Genes related to morphological and behavioral traits

The Khazak chickens are characterized by a small body size and, compared to the Lari chickens, the length of their leg is much shorter (4 cm vs. 16 cm), such that in the local language, they are known as a creeper chicken. Within the identified putative regions of signatures of selection, two genes that are known to influence the creeper trait were detected in the whole-genome scan using the haplotype differentiation analysis. The strongest signal was observed on chromosome 7 between 22.29 and 22.32 Mb, which included 79 SNPs. This region spans two important genes, IHH (Indian hedgehog) and NHEJ1 (non-homologous end-joining factor 1), and has been documented to be the causal genes of the creeper trait in chickens [107, 108]. The creeper trait is determined by a single autosomal gene in chickens that results in shortened legs [109]. Recently, Kinoshita et al. [107] demonstrated that a 25-kb deletion that harbors the IHH and NHEJ1 genes on chromosome 7 has a significant role in the Cp phenotype of Japanese chickens.

Aggressive behavior has been evolutionarily conserved during chicken domestication [110] and is preserved and reinforced in the Lari chicken, which have been bred and trained to fight. Three approaches (FST, CLR, and ROH) identified the same signature of selection on chromosome 2, which has the highest mFST value (0.541) and a significant CLR value (8.80). This consensus ROH region was present in 73.3% of the Lari population analyzed. This region includes the AGMO (alkylglycerol monooxygenase) gene, which encodes the only enzyme that cleaves the O-alkyl bond of ether lipids and plays a role in the disabilities and neurodevelopmental disorders in humans [111, 112]. Luo et al. [113] highlighted the presence of strong selective sweeps for the AGMO gene that are associated with behavioral patterns in the Chinese gamecock chickens. We also detected the GNAO1 gene in a cROH region on chromosome 11 that was present in 47% of the Lari chickens. It has been shown that the GNAO1 gene is involved in the aggressive behavior of the Xishuangbanna fighting chicken and is under selection in that population [114, 115]. Another identified candidate gene related to behavioral traits was PSEN1 (presenilin 1), which is located on chromosome 5 and was detected in the FST and CLR analyses of the Khazak ecotype. The PSEN1 gene has a role in neuropsychiatric diseases in humans [116] and may contribute to feather pecking behavior [117].

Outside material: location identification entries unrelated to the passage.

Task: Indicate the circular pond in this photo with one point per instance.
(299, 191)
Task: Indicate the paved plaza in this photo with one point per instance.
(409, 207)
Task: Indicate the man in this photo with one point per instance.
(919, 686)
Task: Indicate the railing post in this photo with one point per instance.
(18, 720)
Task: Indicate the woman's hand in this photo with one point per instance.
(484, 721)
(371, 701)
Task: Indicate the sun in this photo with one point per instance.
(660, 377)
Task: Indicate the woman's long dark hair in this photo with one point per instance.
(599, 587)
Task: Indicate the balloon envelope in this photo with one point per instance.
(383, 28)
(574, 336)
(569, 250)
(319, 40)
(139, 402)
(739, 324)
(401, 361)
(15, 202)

Since each statistical approach is able to detect specific signatures of selection across the genome, it is possible that they do not detect the same region for a given signature of selection [27]. However, Almeida et al. [26] reported that about half of the detected FST windows overlapped with the detected cROH across the genome. In our study, we detected several putative regions of signatures of selection and genes that were shared by at least two of the four methods used, but we did not observe overlapping regions between the FST and hapFLK approaches because these two methods recognize specific different patterns of signatures of selection. The detection of shared regions under selection by different methods could provide persuasive evidence about the effect of selection on a specific region in the genome, which may be associated with critical functional traits. In addition, the putative regions of signatures of selection that overlap with known QTL can enhance the accuracy of detected signatures of selection [28]. However, to validate these regions, more evidence is required, such as from scanning replicated populations, functional analysis, and positional cloning.

Conclusions

We implemented four intra and inter-population methods to detect signatures of selection using whole-genome resequencing data in two indigenous chicken ecotypes. Our results revealed several putative footprints of selection that harbor candidate genes associated with disease resistance, growth, reproductive, morphological, and behavioral traits. Although indigenous chicken ecotypes are not always considered for large-scale commercial purposes, they have good potential to survive in harsh environmental conditions. Our findings enhance our understanding of the relationships between phenotype differentiation and genotypes among different breeds.